A couple other iSeries NEWS techies lured Beckman to the magazine nearly 20 years and oodles of literary repertoires ago when he was a software engineer at ASNA. "The biggest pressure of tech editing is getting every detail correct, from terminology to figure headings. We're the last line of defense between the printed page and technical accuracy," he notes. "But I also like helping an author organize his or her presentation logically, with a clear introduction, path, and conclusion," his left brain adds.

Mel BeckmanHe encourages new computer scribes to write about topics that excite them. "Then read the technical writing of the best authors you can find and observe the structure they use to communicate. Logical structure and clear writing are the keys to a successful article." (The commonsensical voice again.) What motivates Mel is learning "some fun new technology" and then explaining it to readers. Immerse him in Ajax or Ruby on Rails, and he won't want to come up for air. He's also "Dr. I Doctor," faithful answerer of Internet questions and loyal blogger. He composed Power Tips for Networking and An Introduction to ISDN among other popular tomes and co-authored LAN to WAN Communications. There's something soon to come on wireless technology. ("I always have outlines for books," he says, illustrating the mingling of the analytical and the intuitive.)

Mel has meandered the globe teaching about networking and the cross-system issues that networkers face. To programmers he says, "Keep your eye on the problem!" Many programs are simple, neat, and wrong, Beckman contends. They unravel a quandary that the customer doesn't need to have cracked and leave his actual dilemma hanging.

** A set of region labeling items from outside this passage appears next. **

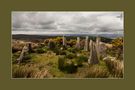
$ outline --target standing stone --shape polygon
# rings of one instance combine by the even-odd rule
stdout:
[[[92,40],[90,40],[90,42],[89,42],[89,51],[91,50],[91,46],[92,46]]]
[[[100,59],[100,52],[101,52],[100,42],[101,42],[101,38],[100,37],[97,37],[96,38],[96,51],[97,51],[98,59]]]
[[[22,49],[22,52],[21,52],[19,58],[17,59],[18,64],[23,61],[23,58],[24,58],[26,52],[28,52],[28,47],[25,45]]]
[[[77,37],[76,48],[80,49],[80,37]]]
[[[63,35],[63,46],[66,46],[66,37]]]
[[[85,51],[88,51],[88,39],[89,39],[89,37],[86,36],[86,38],[85,38],[85,45],[84,45],[84,50]]]
[[[88,63],[93,65],[93,64],[98,64],[99,63],[99,59],[97,56],[97,51],[96,51],[96,44],[91,40],[90,41],[90,56],[88,59]]]
[[[28,43],[28,52],[29,53],[32,52],[32,44],[31,44],[31,42]]]
[[[49,40],[49,43],[48,43],[48,47],[49,47],[49,49],[51,49],[51,50],[54,50],[55,49],[55,42],[53,41],[53,40]]]

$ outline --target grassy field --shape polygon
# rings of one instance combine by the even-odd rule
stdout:
[[[89,38],[90,39],[90,38]],[[93,42],[96,39],[93,39]],[[63,37],[12,40],[13,78],[123,78],[123,39],[101,39],[106,49],[100,53],[97,64],[88,60],[93,54],[84,50],[85,38],[70,37],[63,45]],[[29,47],[27,44],[31,43]],[[24,46],[28,51],[18,63]]]

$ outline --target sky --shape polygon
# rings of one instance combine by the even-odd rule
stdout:
[[[123,34],[122,11],[13,11],[12,34]]]

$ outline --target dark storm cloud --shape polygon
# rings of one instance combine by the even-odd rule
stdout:
[[[121,33],[123,12],[12,12],[12,30]]]

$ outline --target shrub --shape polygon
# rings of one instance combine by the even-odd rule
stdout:
[[[124,64],[123,61],[119,60],[105,60],[106,65],[109,69],[109,72],[111,73],[112,77],[118,77],[122,78],[123,77],[123,69],[124,69]]]
[[[13,78],[30,78],[33,74],[37,72],[36,68],[29,67],[29,66],[19,66],[14,65],[12,67],[12,77]]]
[[[65,71],[67,73],[75,73],[75,72],[77,72],[77,66],[75,65],[75,63],[73,61],[71,61],[71,63],[66,63]]]
[[[72,52],[67,52],[66,53],[66,58],[68,59],[73,59],[76,57],[76,54],[72,53]]]
[[[74,73],[77,71],[77,66],[72,60],[67,60],[64,56],[58,59],[58,68],[67,73]]]
[[[109,77],[109,72],[107,68],[101,67],[99,65],[91,66],[85,76],[85,78],[107,78]]]
[[[49,43],[48,43],[48,47],[49,49],[51,50],[54,50],[55,49],[55,42],[53,40],[50,40]]]
[[[66,62],[66,58],[64,56],[59,56],[59,58],[58,58],[58,68],[60,70],[64,70],[65,62]]]
[[[45,53],[45,52],[47,52],[47,50],[44,49],[44,48],[37,48],[37,49],[36,49],[36,52],[37,52],[37,53]]]

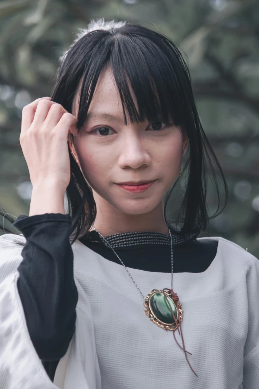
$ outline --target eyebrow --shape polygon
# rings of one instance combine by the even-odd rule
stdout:
[[[88,122],[91,119],[102,119],[106,120],[110,120],[111,121],[120,122],[121,123],[124,123],[124,121],[119,116],[116,116],[115,115],[112,115],[111,113],[108,112],[101,112],[101,113],[95,114],[93,112],[89,112],[86,116],[85,119],[85,123]]]

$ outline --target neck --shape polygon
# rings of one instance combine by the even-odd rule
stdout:
[[[96,201],[97,215],[94,226],[103,236],[122,233],[153,231],[169,235],[164,217],[162,202],[150,212],[129,215],[105,200]],[[93,229],[90,229],[90,231]]]

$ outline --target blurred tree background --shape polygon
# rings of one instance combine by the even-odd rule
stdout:
[[[223,236],[259,258],[259,2],[253,0],[0,2],[0,207],[29,214],[22,108],[51,95],[60,56],[78,28],[102,17],[140,23],[181,45],[229,189],[227,207],[199,236]]]

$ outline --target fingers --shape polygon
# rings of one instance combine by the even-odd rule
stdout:
[[[22,133],[28,129],[31,125],[34,118],[34,115],[39,102],[41,100],[50,100],[51,98],[51,97],[40,97],[32,101],[31,103],[30,103],[30,104],[25,105],[25,106],[23,107],[21,119],[21,135],[22,135]]]
[[[70,132],[74,136],[76,136],[78,132],[76,125],[77,123],[77,119],[75,116],[74,116],[73,115],[69,112],[65,112],[62,115],[57,127],[59,129],[60,128],[61,130],[64,130],[65,133],[65,135],[66,137],[68,132]]]

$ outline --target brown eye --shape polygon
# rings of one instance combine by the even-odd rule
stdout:
[[[163,130],[165,127],[162,128],[163,124],[164,124],[165,127],[166,127],[166,125],[164,123],[163,123],[163,122],[152,122],[150,124],[151,128],[149,129],[154,131],[157,131],[161,129]]]
[[[101,135],[102,136],[106,136],[106,135],[111,135],[109,134],[109,132],[110,130],[111,129],[109,128],[109,127],[106,127],[104,126],[102,127],[98,127],[98,128],[96,128],[95,130],[94,130],[93,131],[92,131],[92,132],[96,133],[96,131],[99,131],[99,132],[98,135]]]

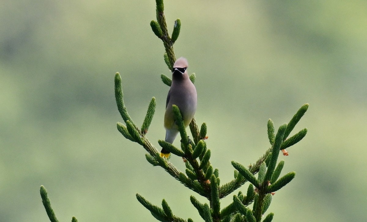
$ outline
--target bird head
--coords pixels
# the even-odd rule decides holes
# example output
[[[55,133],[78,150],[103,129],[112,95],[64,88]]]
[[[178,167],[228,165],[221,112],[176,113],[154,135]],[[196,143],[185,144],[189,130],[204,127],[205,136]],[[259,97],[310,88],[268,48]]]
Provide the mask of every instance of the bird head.
[[[186,69],[188,66],[187,60],[184,57],[180,57],[173,64],[172,74],[173,77],[181,78],[186,73]]]

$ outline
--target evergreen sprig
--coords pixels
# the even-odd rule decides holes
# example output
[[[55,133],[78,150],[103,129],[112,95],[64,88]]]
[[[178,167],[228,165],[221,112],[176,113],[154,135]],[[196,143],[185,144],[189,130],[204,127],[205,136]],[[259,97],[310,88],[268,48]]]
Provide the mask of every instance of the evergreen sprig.
[[[59,222],[59,220],[57,219],[56,215],[54,212],[54,210],[51,207],[51,203],[50,201],[50,199],[47,195],[47,190],[46,188],[43,185],[41,185],[40,188],[40,193],[41,194],[41,197],[42,199],[42,203],[43,204],[43,206],[44,207],[46,210],[46,212],[47,213],[48,218],[51,222]],[[73,217],[72,218],[72,222],[78,222],[78,220],[75,217]]]
[[[174,22],[171,37],[168,33],[166,18],[164,13],[163,0],[156,0],[156,21],[152,21],[150,25],[154,34],[161,40],[165,49],[163,55],[164,62],[170,70],[172,70],[176,57],[173,44],[178,39],[181,32],[181,22],[177,19]],[[194,83],[196,77],[193,73],[190,80]],[[172,84],[171,79],[162,74],[161,78],[164,84],[168,86]],[[203,123],[199,129],[195,118],[190,122],[190,129],[192,139],[189,138],[183,122],[179,108],[172,106],[175,122],[177,124],[181,138],[180,148],[163,140],[159,140],[159,145],[170,151],[171,155],[181,157],[185,162],[185,173],[178,170],[169,161],[169,158],[161,157],[158,150],[146,137],[146,134],[152,122],[155,112],[156,100],[154,97],[148,106],[145,118],[140,128],[128,114],[124,101],[121,76],[118,73],[115,76],[115,96],[117,108],[124,122],[118,122],[118,130],[127,139],[141,145],[148,152],[145,155],[147,161],[153,166],[159,166],[170,175],[179,181],[184,186],[199,195],[205,197],[207,202],[201,203],[195,197],[190,197],[190,200],[197,210],[199,214],[207,222],[260,222],[262,217],[270,206],[274,192],[288,184],[294,177],[295,173],[291,171],[279,178],[284,165],[284,161],[278,163],[280,151],[285,153],[284,149],[294,145],[306,135],[307,129],[305,128],[288,138],[296,125],[299,122],[308,107],[308,104],[302,106],[290,122],[280,126],[275,133],[274,122],[269,119],[268,121],[268,136],[270,147],[266,150],[253,164],[245,167],[240,162],[233,161],[232,166],[235,169],[234,178],[221,185],[219,170],[214,168],[210,161],[211,151],[207,147],[205,140],[207,128]],[[255,174],[258,173],[257,178]],[[221,207],[221,200],[241,187],[246,182],[250,184],[246,190],[246,195],[239,191],[233,196],[233,201],[229,205]],[[51,222],[58,222],[46,189],[41,186],[40,193],[42,202]],[[175,216],[167,202],[163,199],[162,207],[155,205],[137,194],[138,201],[148,209],[152,215],[161,221],[184,222],[186,220]],[[249,206],[253,204],[250,208]],[[269,214],[263,221],[270,222],[273,214]],[[72,221],[77,222],[73,217]],[[187,222],[193,222],[188,218]]]

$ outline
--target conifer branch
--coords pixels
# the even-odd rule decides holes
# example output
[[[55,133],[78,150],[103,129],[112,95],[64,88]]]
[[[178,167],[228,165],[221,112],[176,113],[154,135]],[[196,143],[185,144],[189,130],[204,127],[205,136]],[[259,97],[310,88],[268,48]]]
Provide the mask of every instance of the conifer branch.
[[[41,197],[42,199],[42,203],[44,207],[45,210],[46,210],[46,212],[47,213],[48,218],[51,222],[59,222],[59,220],[57,219],[56,215],[51,207],[51,203],[50,201],[50,199],[47,195],[47,190],[46,188],[43,185],[41,185],[40,188],[40,193],[41,195]],[[72,218],[72,222],[78,222],[78,220],[75,217],[73,217]]]

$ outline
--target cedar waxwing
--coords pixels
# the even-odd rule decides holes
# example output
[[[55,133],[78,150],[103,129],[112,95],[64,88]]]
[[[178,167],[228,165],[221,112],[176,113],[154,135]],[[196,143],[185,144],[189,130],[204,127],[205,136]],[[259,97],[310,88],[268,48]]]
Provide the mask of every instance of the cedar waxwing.
[[[172,105],[178,107],[184,119],[185,127],[192,120],[196,110],[196,89],[190,80],[187,73],[188,64],[183,57],[179,58],[173,64],[172,70],[172,84],[167,95],[164,113],[165,141],[172,144],[179,132],[172,111]],[[168,158],[170,152],[162,149],[161,156]]]

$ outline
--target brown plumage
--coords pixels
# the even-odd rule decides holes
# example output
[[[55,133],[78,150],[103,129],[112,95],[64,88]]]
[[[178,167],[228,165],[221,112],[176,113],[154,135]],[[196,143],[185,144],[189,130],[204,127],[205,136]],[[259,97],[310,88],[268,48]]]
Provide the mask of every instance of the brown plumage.
[[[187,69],[187,60],[183,57],[179,58],[173,65],[172,84],[167,95],[164,113],[165,140],[172,143],[178,134],[177,126],[175,122],[172,111],[172,105],[179,108],[185,126],[190,124],[196,110],[196,89],[190,80]],[[168,157],[170,152],[162,149],[161,156]]]

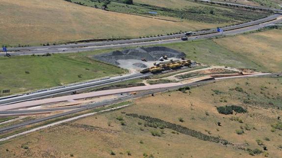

He would never do such a thing. "I love problem solving in the heat of battle. When the network is down, users are screaming, and money is flowing down the drain like water, I do my best work." Being the president of Beckman Software Engineering, a technical consultancy specializing in large-scale, high-bandwidth networks, promises him such combat. On a typical day, there's nothing typical. A client might lose the configuration for one of its core network devices, and Mel might have to reverse engineer the system over the phone. "I love doing it. I would almost pay to do it if I didn't have to eat."

It's early to bed and often up at 4 a.m. to allow quiet time for both right and left writing. "With fiction it's a different animal. There's a huge swath of material to cover to prepare the reader for character and plot development. You can't go straight to the dénouement. You have to go around the bend so that they don't see you coming," he explains. "There's no suspense in a technical article, but it is always fun cooking up introductions that will capture the reader's interest." For a piece on security, he recommends opening with a disaster.

He perceives the wholes; he distinguishes the parts. Mel wanted to be a physicist, but he has become a philosopher. "I love science and the study of the created universe. I want to spend more time learning about the amazing design of living things. I look at DNA and see immediately that it is a computer program. That makes me want to seek out the programmer."

In the program is the story, and in the programmer is the telling of it.